This year two of our committee members, Joe Agius and Richard Weninger, with the generous help of rambler friends from Bologna, particularly that of our old friend and collaborator Roberto Mezzacasa, organised an 8-day rambling and cultural tour in Emilia-Romagna. Roberto managed to rope in no fewer than twelve Italians to accompany us on the various walks and cultural visits.
Based in the 4-star Admiral Park Hotel beautifully situated in a green area a few kilometres away from the historical centre of the city, with the small Lavino river flowing just some metres away from the hotel, the thirty-five participants could also enjoy pleasant and peaceful walks along its banks thickly lined with trees, shrubs and undergrowth, or climb the steep wooded hill behind the hotel.

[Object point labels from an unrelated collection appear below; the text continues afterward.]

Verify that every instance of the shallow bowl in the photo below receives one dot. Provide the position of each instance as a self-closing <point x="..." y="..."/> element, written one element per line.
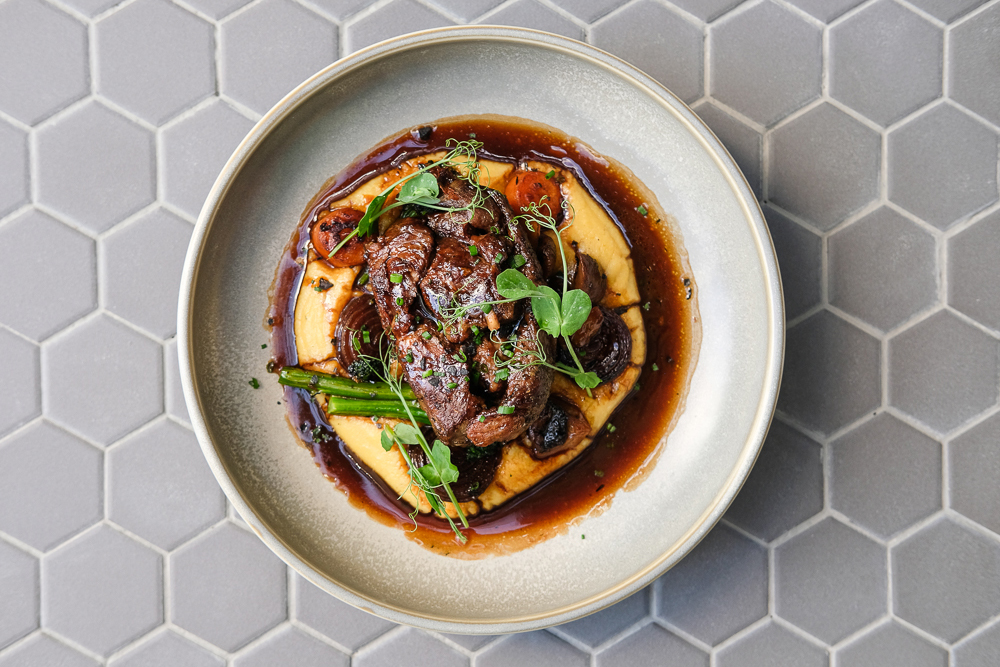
<point x="317" y="130"/>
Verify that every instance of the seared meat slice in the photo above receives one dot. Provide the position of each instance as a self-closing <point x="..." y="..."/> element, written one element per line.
<point x="402" y="254"/>
<point x="527" y="389"/>
<point x="440" y="381"/>
<point x="457" y="277"/>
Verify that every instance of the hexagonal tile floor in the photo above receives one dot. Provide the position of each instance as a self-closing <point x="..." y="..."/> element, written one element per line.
<point x="867" y="535"/>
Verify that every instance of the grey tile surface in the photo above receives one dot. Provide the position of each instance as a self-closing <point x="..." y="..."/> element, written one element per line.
<point x="766" y="62"/>
<point x="532" y="648"/>
<point x="891" y="645"/>
<point x="772" y="646"/>
<point x="659" y="42"/>
<point x="95" y="167"/>
<point x="824" y="166"/>
<point x="888" y="250"/>
<point x="943" y="371"/>
<point x="886" y="61"/>
<point x="831" y="375"/>
<point x="168" y="649"/>
<point x="102" y="590"/>
<point x="308" y="652"/>
<point x="973" y="272"/>
<point x="13" y="168"/>
<point x="974" y="51"/>
<point x="960" y="181"/>
<point x="161" y="488"/>
<point x="22" y="400"/>
<point x="974" y="468"/>
<point x="195" y="149"/>
<point x="19" y="605"/>
<point x="28" y="305"/>
<point x="105" y="379"/>
<point x="269" y="49"/>
<point x="43" y="60"/>
<point x="785" y="487"/>
<point x="50" y="485"/>
<point x="946" y="580"/>
<point x="719" y="588"/>
<point x="227" y="587"/>
<point x="175" y="66"/>
<point x="885" y="475"/>
<point x="652" y="645"/>
<point x="154" y="134"/>
<point x="830" y="580"/>
<point x="148" y="251"/>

The group had guided tours to the historical centre of Bologna and to parts of Ravenna; this latter included the churches of San Vitale and Sant’Apollinare Nuovo where they could admire some of the world famous Byzantine mosaics. The Po Delta Natural Reserve provided a most pleasant two-hour interesting walk from the Adriatic coast to the quaint fishing village of Comacchio.
The rest of the days a private coach carried our group and their Italian friends to the starting place for long and longer, moderate and harder, walks in the very green, picturesque, hilly surroundings of Bologna. The area enjoys an astounding number of such walks along sign-posted paths maintained by the CAI and other local rambling organizations. These same groups took upon themselves the difficult task of clearing the many blocked paths from debris and uprooted trees, following last winter’s strong winds, heavy rains and snow. Being daytime, we saw neither the deer, nor the boars, nor the wolves which inhabit these hills, but we did see many birds.
A really emotional walk was the one on Monte Sole near the village of Marzabotto, scene of some atrocities by Nazi SS against innocent children, women and old persons. Another walk took the Ramblers along the well-known, nearly 4 kilometre long, monumental roofed portico which snakes down from the sanctuary of San Luca all the way to Bologna city allowing magnificent views of the green surroundings.
With an eye on safety for the walkers, the last walk prepared for Monte Adone had to be abandoned halfway through due to bad weather conditions which made the trail slippery and dangerous.
Though the daily treks were quite tiring, the participants still found the time to enjoy quiz nights and a video-talk on a book proposing a 6 day trekking itinerary in the Sorrentine peninsula (mostly the Amalfi coast) written by the same Roberto.
The tour leaders felt that the group was most collaborative and gelled well together, and that it was this camaraderie which made it possible for all to have a truly enjoyable experience.